Kalbde iman nuru ziyadeleştikçe ona bağlı olarak marifet ve muhabbet nurları da inkişaf eder. Allah’ın bir ismi Nûr’dur; bütün isimleri ve sıfatları nuranidir. Ve bu nurani sıfatlar muhittirler, yani bütün eşyayı ihata etmişlerdir. İşte insan, iman nûruyla her neye baksa onda ilahi isimlerin nurlarını müşahede eder ve bütün varlık âleminde o muhit nurun cilvelerini görür.

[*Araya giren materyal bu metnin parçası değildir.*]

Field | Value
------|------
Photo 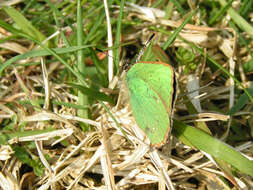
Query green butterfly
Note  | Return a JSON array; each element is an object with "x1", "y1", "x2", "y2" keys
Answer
[{"x1": 125, "y1": 35, "x2": 177, "y2": 147}]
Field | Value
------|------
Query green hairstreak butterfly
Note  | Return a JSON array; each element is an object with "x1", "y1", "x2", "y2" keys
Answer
[{"x1": 125, "y1": 35, "x2": 177, "y2": 148}]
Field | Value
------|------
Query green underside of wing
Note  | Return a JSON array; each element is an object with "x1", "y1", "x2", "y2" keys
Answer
[{"x1": 126, "y1": 62, "x2": 174, "y2": 146}]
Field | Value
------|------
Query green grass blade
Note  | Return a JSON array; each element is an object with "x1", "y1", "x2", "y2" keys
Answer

Muhit, ihata eden, kaplayan, içine alan demektir. Burada kullanılan nur ise, basiret ve marifet manasında kullanılmıştır.
Küfür en koyu kananlık, iman ise bütün hakikatleri aydınlatan bir nurdur. İman ve marifetle kâinata bakan bir insan da hadiselere ve eşyaya Allah namına bakar, her şeyde onun isim ve sıfatlarının tecellisini görür. Ancak marifetsiz veya marifeti eksik insanlar ise hadisenin tümünü göremez, isim ve sıfatların tecellilerini okuyamaz.
Nur; kelime olarak ışık, aydınlık, parıltı, parlaklık, her çeşit zulmetin zıddı ve karşıtı manalarına geliyor.
Nur ismi şu ayette zikrediliyor:
"Allah göklerin ve yerin nurudur..." (Nur, 24/35)
“Allah, Güneşi sair ışık saçan cisimleri yaratmak suretiyle gökleri ve yeri aydınlatmış canlılara, özellikle de insanlara göz ihsan etmekle o yağ parçalarına göz nuru ihsan etmiş ve bu iki nur ile insan kendini ve eşyayı görür hâle gelmiştir. Bu insanlardan kalpleri iman ile nurlananlar ise eşyayı görmekle kalmamış onların yaratıcını bilmiş onun nurani isimlerinin tecellilerini her şeyde okumuş, marifet ve muhabette dereceler kat etmişlerdir.
Evet, insanın hidayet nuru ile münevver olması ve bu aydınlık ile kendi âlemini nurlandırması, Nur isminin insan mahiyetindeki çok önemli bir tecellisidir.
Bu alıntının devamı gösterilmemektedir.